The detection of groundwater pollution sources is an important but a very difficult task. The location and magnitude of groundwater pollution sources can be identified using inverse optimization technique. The technique is also known as simulation-optimization approach where the aquifer simulation model is incorporated with the optimization model for finding the unknown pollution sources in an aquifer. The efficiency of the simulation-optimization model is highly related to the performance of the simulation model. This study develops three improved methodologies for identification of unknown groundwater pollution sources. In the first approach, the groundwater modeling system (GMS) is linked with the optimization model for solving source identification problem. The optimization model is solved using the direct-search method. The incorporation of GMS with the optimization model allows for the solving of a bigger real-world pollution source identification problem. The challenge of this approach is the linking of the external simulator GMS with the optimization model. This has been overcome by executing GMS in the Matlab environment. The main drawback of the approach is that the approach is computationally extensive. For reducing the computational time, the second approach uses the artificial neural networks (ANN) model to simulate the flow and transport processes of aquifer.

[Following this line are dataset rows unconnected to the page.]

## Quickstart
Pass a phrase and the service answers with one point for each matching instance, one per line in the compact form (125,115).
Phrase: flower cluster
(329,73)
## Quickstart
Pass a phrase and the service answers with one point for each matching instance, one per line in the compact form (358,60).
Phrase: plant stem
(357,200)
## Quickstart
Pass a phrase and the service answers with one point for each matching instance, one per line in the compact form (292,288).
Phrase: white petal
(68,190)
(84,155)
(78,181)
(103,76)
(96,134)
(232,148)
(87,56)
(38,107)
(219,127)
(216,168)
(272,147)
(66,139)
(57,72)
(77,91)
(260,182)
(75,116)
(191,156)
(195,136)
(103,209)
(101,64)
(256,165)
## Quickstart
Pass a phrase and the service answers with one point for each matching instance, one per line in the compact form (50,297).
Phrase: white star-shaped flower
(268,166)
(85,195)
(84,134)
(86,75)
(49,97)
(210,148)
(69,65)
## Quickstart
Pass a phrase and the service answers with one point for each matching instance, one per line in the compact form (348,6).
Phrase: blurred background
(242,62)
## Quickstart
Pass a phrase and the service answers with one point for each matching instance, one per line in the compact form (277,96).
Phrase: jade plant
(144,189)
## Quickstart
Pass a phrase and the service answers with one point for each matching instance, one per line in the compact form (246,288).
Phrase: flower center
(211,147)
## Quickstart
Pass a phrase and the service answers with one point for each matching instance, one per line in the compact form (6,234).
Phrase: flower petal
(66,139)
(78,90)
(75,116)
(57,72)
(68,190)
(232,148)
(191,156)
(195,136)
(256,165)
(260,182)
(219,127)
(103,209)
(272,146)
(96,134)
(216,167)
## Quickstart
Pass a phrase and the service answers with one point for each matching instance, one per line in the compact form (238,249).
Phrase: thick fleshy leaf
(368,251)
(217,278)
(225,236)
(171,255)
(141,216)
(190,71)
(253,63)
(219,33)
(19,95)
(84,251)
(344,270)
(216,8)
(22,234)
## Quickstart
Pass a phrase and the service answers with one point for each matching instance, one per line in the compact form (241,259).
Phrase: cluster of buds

The ANN model is then externally linked with the optimization model. This approach drastically reduces the computational time of the simulation-optimization model. The problem that was solved in few days can now be solved in a few hours. However, most of the time, it yields only the near optimal solution. Therefore, in the third approach, a hybrid optimization approach is presented that initially solves the problem using ANN-based simulation-optimization model. The solution obtained by the ANN-based model is then used as the initial solution for the GMS-based model. This approach is computationally more efficient than the GMS-based approach and also more accurate than the ANN-based model. The efficiency and accuracy of the proposed approaches are demonstrated using two illustrative study areas.